The tool generates polygon, circle, ellipse, and inset clip-path values. These cover the four CSS basic shape functions that browsers support for clip-path. Path() using SVG path data is not currently supported in the visual editor; you can manually enter path() values in the code editor panel.
Does clip-path work on all browsers?
Clip-path with basic shape functions (polygon, circle, ellipse, inset) has full support in all modern browsers including Chrome, Firefox, Safari, and Edge. The tool outputs the -webkit-clip-path prefix for older Safari versions. Internet Explorer does not support clip-path with CSS shapes (only SVG clipPath references), but IE has been retired and is not a target for modern projects.
Can I animate clip-path with CSS transitions?
Yes, if both the start and end states use the same shape function with the same number of points. For example, you can transition between two polygon() values with the same number of coordinate pairs.
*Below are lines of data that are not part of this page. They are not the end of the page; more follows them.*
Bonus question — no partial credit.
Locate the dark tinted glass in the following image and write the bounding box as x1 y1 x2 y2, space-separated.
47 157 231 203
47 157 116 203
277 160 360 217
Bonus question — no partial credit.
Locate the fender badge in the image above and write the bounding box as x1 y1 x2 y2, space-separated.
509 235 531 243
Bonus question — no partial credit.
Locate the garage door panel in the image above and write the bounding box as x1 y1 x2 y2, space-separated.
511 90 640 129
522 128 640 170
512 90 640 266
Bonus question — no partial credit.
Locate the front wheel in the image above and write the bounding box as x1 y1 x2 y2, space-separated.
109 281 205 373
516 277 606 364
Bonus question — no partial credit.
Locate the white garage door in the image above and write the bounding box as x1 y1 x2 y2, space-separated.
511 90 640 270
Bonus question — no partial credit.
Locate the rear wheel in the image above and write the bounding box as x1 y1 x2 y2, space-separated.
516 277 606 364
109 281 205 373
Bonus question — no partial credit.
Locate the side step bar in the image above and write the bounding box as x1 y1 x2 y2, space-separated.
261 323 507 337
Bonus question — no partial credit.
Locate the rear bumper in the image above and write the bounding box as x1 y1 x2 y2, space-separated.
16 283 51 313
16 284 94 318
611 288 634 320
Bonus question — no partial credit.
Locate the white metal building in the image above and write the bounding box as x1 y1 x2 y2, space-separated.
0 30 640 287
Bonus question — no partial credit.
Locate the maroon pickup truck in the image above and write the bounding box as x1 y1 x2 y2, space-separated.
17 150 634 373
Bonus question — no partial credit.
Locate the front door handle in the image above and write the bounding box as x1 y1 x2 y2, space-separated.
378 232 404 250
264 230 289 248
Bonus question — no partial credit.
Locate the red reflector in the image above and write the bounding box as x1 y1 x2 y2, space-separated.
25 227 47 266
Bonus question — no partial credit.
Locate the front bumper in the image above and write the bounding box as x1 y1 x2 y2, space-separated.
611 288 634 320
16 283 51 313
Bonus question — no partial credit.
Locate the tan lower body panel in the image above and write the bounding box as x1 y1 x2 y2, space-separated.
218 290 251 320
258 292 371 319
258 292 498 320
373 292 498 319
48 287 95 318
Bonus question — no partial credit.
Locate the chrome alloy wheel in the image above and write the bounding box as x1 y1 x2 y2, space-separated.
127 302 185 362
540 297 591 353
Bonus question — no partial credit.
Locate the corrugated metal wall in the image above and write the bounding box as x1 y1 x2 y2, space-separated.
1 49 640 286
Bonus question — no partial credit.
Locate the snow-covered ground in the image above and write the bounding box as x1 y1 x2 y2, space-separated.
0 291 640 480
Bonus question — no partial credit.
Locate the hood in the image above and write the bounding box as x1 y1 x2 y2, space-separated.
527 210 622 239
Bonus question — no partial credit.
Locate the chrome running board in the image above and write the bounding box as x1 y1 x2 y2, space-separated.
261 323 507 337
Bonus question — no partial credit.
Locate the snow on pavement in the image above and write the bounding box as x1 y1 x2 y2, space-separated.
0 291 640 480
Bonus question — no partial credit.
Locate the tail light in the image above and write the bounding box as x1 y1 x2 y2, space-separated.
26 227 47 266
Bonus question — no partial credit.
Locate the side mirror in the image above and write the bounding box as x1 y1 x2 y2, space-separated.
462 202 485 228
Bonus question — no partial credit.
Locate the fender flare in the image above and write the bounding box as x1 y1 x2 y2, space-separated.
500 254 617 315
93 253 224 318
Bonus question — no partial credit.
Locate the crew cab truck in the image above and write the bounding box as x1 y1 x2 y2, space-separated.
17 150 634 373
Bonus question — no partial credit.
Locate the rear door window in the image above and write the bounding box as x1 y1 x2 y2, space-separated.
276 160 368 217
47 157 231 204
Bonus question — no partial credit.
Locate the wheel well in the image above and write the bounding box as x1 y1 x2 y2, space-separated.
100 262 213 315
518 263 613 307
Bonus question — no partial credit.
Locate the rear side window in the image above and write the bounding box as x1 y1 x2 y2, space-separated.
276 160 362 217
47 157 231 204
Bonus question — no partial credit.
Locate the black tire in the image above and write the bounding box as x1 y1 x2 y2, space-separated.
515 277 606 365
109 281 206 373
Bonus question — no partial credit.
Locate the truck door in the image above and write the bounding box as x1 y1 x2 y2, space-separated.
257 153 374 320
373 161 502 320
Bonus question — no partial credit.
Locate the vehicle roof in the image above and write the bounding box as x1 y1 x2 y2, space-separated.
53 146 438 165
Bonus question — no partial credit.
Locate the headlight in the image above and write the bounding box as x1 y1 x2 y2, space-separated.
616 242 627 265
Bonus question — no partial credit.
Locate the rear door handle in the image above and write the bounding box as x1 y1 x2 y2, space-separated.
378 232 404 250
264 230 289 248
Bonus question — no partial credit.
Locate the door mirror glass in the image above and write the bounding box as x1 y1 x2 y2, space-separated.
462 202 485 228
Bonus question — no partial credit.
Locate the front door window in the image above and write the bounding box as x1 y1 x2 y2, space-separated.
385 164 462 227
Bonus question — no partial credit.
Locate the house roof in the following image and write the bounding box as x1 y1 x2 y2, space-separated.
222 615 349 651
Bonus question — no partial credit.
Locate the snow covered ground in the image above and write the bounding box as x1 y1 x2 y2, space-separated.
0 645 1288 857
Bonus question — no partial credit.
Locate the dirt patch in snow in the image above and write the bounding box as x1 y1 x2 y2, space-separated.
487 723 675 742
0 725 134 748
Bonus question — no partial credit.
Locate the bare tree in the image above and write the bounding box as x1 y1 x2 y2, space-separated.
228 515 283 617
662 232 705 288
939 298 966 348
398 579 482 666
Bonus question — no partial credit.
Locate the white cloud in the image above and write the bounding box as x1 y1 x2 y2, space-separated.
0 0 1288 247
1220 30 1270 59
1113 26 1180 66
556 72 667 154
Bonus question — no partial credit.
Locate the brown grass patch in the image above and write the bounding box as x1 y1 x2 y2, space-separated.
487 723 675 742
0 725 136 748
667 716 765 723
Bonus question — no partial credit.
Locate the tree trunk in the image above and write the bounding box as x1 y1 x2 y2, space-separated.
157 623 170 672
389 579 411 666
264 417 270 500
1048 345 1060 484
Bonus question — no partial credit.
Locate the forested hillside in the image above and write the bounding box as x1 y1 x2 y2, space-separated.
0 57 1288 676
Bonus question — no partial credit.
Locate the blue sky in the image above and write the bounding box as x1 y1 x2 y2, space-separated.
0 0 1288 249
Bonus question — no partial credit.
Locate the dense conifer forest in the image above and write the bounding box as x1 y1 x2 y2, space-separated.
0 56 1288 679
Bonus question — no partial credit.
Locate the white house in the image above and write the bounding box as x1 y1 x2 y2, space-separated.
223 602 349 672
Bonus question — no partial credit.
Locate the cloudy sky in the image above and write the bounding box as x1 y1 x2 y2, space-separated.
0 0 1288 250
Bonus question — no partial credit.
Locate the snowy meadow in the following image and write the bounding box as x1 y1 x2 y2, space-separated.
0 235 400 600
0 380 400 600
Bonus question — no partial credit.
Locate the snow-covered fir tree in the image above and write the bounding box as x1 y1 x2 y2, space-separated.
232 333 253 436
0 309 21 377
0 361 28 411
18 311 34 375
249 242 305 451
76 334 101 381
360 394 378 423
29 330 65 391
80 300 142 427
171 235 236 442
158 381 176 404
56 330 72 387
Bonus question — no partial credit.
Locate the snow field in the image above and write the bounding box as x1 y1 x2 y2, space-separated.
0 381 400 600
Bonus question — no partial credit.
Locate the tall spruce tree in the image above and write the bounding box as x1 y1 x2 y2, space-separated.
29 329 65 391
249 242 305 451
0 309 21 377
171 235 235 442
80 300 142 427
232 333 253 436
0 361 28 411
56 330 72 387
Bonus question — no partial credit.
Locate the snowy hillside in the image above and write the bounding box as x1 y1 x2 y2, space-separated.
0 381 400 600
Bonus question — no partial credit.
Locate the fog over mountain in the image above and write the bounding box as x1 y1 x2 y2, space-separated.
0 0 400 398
The tool can generate paired start/end states for a transition by letting you define and switch between two shape configurations.
How do I clip-path an SVG instead of an HTML element?
Apply clip-path directly to the SVG element or to individual SVG child elements using the same CSS property. The coordinate system for SVG elements defaults to the SVG viewport, not percentages of the element's bounding box, so you may need to adjust coordinates accordingly. Test with your actual input data before deploying; edge cases often behave differently than expected with real-world content.
What happens to content outside the clip region?
It is hidden visually but still exists in the DOM. Screen readers can still access it, and it still occupies space in the layout (clip-path does not affect the box model). For interactive elements (links, buttons) inside a clipped area, the clickable region follows the clip shape.
What is the difference between clip-path and mask?
Clip-path creates a hard-edged clipping region: pixels are either fully visible or fully hidden. The mask property (from the same CSS Masking spec) uses an image or gradient to apply partial transparency, allowing soft or blurred edges. Use clip-path for crisp geometric shapes; use mask for soft or image-based masking.